Tuesday, November 8, 2011

states' rights

States' rights is a misnomer. It's really Republican rights--the rights of the minority of Americans who are conservatives to not have their rights swamped by the populous, Democratic-dominated, urban areas.

Yet people continue to talk about this issue as if it has anything to do with states per se. You can see the falsity of this when Republicans get control of Washington, as during the Bush Era. Then they run roughshod over states' rights in their efforts to enact their social agenda.

Which is why we never get anywhere with states' rights issues--because we aren't talking about it honestly. It invites hypocrisy on both sides.

So when urban types say we should abolish the electoral college, rural types naturally bristle. The kind of society they prefer would indeed get dented by liberals' opposed social agenda.

What no one discusses is compromises that would give urban areas somewhat more voting power, yet without removing the imbalance completely.

Thus the real problem with the electoral college is its being coupled with our Winner Take All system, which disenfranchises all conservatives in liberal states and all liberals in conservative states.

Thus if all the states agreed to adopt proportional electoral college representation instead of today's winner take all system, it would preserve today's small state advantage--which they'll never vote to lose, frankly--but would empower the minority conservatives and liberals in all the states, and force the two parties to take them seriously--which they don't today. And it could conceivably happen, because it's truly a nonpartisan structural reform that empowers huge numbers of both conservatives and liberals.

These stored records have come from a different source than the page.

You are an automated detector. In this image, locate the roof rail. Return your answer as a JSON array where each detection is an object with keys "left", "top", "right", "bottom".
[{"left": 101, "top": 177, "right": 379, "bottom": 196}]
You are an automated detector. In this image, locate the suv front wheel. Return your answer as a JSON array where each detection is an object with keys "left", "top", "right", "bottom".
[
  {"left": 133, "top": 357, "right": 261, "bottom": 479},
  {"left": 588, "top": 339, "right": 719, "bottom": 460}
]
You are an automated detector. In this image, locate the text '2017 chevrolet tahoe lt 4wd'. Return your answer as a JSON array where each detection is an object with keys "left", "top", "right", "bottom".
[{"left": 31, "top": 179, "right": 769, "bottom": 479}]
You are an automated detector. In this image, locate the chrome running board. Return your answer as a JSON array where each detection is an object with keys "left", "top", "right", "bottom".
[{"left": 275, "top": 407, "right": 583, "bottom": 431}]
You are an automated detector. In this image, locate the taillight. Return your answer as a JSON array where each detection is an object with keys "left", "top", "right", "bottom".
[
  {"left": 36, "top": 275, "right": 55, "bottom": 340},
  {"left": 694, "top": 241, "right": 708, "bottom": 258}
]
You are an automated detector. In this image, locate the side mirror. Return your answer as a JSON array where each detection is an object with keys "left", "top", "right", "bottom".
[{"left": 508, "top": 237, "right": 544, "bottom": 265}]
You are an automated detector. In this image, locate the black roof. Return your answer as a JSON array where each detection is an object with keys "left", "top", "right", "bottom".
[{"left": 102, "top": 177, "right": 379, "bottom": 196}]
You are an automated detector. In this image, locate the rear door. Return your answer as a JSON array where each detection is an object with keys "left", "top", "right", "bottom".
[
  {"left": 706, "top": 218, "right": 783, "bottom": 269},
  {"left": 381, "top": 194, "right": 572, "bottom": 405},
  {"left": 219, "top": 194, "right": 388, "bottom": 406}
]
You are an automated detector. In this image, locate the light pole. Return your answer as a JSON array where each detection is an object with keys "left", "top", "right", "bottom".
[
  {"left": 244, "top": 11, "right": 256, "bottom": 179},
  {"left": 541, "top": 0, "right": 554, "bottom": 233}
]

For example, in my state--California--we always vote Blue for the President, representing the vast majority of the state's population. But a third of the state is conservative, and occupy a majority of the eastern 2/3 of the state, away from the coast. This conservative minority simply has no say in who becomes president. The liberal minority of Texas--about a third, I think-is similarly voiceless.

Proportional electoral college representation doesn't advantage either party, yet gives a huge number of Americans much more of a say in national politics.

It's the kind of reform fair-minded liberals, conservatives and moderates should go for. And if we propose things like this we also start to make the political dialog less polarized, which helps with other issues as well.

Nonpartisan redistricting is another. Today redistricting is seen by both parties as a tool for partisan advantage, ruthlessly wielded. Nonpartisan redistricting moves power away from both parties' Washington leadership and back towards the people. That's another nonpartisan reform we should be arguing for--perhaps ahead of more divisive issues.